La Polonia prova a irrigidire la legge sull’aborto

Il parlamento polacco ha rinviato la decisione finale su un disegno di legge che mira a inasprire la già severa legislazione sull’aborto del paese, una delle più restrittive in Europa. La proposta vieterebbe l’aborto anche nel caso di gravi anomalie del feto, uno dei pochi casi in cui è permesso ricorrere all’interruzione di gravidanza. Il disegno di legge, che ha suscitato molte proteste non solo in Polonia, è stato rinviato alla valutazione di una commissione parlamentare.

La nuova legge è stata promossa da un gruppo ultraconservatore, che ha presentato la bozza in parlamento dopo aver raccolto 100mila firme. Il parlamento avrebbe potuto bocciare il disegno di legge o farlo passare rapidamente a una seconda lettura, ma il 16 aprile ha deciso di rimandare la proposta alla valutazione di una commissione parlamentare. In passato, questa tecnica è stata usata per boicottare una proposta di legge, ma ancora è presto per dirlo, spiega il Guardian.

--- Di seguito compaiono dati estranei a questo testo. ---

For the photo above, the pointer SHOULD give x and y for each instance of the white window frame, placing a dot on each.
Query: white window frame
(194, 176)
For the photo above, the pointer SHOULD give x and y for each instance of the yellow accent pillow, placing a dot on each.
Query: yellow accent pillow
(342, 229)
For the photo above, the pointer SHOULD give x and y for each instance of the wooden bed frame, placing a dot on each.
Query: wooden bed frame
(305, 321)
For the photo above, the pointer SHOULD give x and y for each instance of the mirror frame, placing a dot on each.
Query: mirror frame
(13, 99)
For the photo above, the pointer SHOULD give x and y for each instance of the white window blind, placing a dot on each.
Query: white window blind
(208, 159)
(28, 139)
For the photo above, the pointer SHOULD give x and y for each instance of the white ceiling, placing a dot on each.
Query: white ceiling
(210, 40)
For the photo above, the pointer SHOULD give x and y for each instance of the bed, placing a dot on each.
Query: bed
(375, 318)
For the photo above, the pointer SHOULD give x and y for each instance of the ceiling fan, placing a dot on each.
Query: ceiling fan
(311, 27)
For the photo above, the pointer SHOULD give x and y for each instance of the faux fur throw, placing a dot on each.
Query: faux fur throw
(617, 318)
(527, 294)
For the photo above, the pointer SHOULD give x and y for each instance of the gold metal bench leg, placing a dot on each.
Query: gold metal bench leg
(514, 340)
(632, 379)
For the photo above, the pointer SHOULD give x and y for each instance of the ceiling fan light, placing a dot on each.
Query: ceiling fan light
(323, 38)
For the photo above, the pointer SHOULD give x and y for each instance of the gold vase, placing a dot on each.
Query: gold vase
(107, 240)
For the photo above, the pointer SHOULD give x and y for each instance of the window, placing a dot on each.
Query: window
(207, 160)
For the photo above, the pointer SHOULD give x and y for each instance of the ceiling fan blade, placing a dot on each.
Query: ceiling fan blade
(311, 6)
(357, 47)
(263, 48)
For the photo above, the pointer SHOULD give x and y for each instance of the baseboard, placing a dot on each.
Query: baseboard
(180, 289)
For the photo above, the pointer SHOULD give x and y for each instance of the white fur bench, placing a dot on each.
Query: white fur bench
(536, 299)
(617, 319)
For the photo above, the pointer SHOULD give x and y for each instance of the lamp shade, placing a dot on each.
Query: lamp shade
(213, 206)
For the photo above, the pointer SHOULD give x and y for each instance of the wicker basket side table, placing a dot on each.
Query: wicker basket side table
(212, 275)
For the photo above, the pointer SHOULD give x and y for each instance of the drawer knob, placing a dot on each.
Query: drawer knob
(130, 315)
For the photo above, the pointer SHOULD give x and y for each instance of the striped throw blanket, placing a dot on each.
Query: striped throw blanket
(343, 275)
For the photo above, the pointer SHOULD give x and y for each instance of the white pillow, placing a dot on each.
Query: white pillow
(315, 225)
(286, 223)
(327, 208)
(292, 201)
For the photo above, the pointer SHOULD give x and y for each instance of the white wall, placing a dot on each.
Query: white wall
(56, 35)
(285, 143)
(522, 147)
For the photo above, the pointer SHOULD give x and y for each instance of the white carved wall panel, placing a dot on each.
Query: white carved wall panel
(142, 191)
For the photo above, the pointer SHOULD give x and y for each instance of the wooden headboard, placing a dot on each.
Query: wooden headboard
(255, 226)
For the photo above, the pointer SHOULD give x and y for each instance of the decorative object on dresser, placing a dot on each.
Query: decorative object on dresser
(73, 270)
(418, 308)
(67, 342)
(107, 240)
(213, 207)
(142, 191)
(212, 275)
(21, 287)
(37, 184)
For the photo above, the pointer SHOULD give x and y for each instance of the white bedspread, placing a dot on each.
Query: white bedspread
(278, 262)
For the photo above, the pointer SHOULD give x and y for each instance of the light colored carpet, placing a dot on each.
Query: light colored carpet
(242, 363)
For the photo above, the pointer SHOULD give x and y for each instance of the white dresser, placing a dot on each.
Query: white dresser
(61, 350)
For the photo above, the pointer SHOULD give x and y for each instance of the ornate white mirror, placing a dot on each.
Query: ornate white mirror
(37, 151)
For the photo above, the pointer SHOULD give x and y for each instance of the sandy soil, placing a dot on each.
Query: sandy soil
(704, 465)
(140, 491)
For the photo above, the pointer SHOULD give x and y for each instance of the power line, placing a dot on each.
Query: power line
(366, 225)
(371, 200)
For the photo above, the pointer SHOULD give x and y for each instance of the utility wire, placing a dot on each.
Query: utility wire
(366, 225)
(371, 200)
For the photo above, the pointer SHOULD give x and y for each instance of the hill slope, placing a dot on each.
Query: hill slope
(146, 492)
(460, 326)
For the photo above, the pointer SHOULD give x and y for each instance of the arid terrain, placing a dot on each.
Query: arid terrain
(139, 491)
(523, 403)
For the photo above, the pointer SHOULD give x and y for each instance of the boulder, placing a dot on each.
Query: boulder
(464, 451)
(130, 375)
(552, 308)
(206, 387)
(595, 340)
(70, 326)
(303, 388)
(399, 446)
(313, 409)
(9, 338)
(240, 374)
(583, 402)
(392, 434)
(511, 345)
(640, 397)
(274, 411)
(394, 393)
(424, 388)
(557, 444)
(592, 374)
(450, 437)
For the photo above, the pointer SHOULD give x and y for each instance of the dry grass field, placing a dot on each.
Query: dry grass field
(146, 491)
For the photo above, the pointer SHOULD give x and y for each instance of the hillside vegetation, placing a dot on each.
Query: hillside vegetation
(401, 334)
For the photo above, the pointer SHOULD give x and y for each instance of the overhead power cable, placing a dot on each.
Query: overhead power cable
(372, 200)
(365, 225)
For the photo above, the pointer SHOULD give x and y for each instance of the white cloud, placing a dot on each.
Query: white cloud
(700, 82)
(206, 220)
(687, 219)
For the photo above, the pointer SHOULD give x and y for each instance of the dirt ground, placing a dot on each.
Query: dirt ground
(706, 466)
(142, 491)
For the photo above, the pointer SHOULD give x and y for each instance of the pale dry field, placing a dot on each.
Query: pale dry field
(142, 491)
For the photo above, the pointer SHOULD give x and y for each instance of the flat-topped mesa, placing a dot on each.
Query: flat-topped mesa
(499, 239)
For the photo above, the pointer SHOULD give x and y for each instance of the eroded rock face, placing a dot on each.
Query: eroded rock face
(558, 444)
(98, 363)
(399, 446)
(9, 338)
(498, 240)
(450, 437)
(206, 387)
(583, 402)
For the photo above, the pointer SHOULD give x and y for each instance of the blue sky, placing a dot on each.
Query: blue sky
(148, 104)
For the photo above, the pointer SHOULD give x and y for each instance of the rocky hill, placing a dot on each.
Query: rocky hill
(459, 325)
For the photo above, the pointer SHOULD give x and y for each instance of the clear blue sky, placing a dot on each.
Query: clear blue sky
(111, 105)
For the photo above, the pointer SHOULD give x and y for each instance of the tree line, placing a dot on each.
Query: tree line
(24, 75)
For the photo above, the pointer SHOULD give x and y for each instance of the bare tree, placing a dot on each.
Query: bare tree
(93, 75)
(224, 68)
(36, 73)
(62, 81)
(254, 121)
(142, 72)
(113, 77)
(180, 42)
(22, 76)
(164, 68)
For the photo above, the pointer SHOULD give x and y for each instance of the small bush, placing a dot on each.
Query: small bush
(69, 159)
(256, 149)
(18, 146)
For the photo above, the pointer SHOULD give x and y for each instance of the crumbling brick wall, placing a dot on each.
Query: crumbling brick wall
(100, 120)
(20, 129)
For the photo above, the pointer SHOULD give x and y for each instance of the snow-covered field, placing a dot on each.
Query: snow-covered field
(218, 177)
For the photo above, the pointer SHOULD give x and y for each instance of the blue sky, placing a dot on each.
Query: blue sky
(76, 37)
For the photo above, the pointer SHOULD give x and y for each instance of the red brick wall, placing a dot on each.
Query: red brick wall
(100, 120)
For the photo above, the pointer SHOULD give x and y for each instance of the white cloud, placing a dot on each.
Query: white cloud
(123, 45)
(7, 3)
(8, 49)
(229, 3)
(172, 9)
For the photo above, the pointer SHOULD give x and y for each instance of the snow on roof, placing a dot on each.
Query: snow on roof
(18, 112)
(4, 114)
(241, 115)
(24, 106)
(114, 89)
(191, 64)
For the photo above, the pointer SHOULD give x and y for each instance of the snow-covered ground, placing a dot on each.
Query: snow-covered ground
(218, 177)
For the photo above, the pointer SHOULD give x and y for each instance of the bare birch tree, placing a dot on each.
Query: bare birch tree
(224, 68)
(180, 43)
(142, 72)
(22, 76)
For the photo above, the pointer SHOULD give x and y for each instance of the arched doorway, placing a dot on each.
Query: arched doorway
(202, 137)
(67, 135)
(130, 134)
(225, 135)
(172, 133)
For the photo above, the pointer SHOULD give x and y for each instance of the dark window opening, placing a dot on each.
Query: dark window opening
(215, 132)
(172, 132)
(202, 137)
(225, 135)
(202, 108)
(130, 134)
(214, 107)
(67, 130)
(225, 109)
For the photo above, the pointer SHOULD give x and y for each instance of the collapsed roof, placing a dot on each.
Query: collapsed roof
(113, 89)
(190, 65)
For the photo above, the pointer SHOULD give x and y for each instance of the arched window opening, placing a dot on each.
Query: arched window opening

I precedenti tentativi d’irrigidire la legge sull’aborto erano stati sostenuti dal Partito diritto e giustizia (Pis), ma il governo ha fatto marcia indietro dopo le proteste di massa. Nell’ultima settimana migliaia di donne hanno protestato a Varsavia nonostante le misure di contenimento del nuovo coronavirus e il divieto di assembramento. Le associazioni femministe e quelle per la tutela dei diritti umani, sia in Polonia sia negli altri paesi, hanno condannato la legge e hanno protestato chiedendo che il parlamento respinga la proposta.

La Polonia è uno dei paesi europei con la legislazione più restrittiva sull’aborto, che è consentito solo in caso di stupro o incesto, quando la vita della madre è a rischio o nel caso di gravi malformazioni del feto. Se la legge fosse approvata, diventerebbe praticamente impossibile ricorrere all’interruzione di gravidanza. Già ora molte donne che vogliono abortire vanno all’estero o si fanno spedire la pillola abortiva a casa, ma con le restrizioni dovute all’epidemia di covid-19 l’accesso all’interruzione di gravidanza è sempre più complicato per le donne polacche.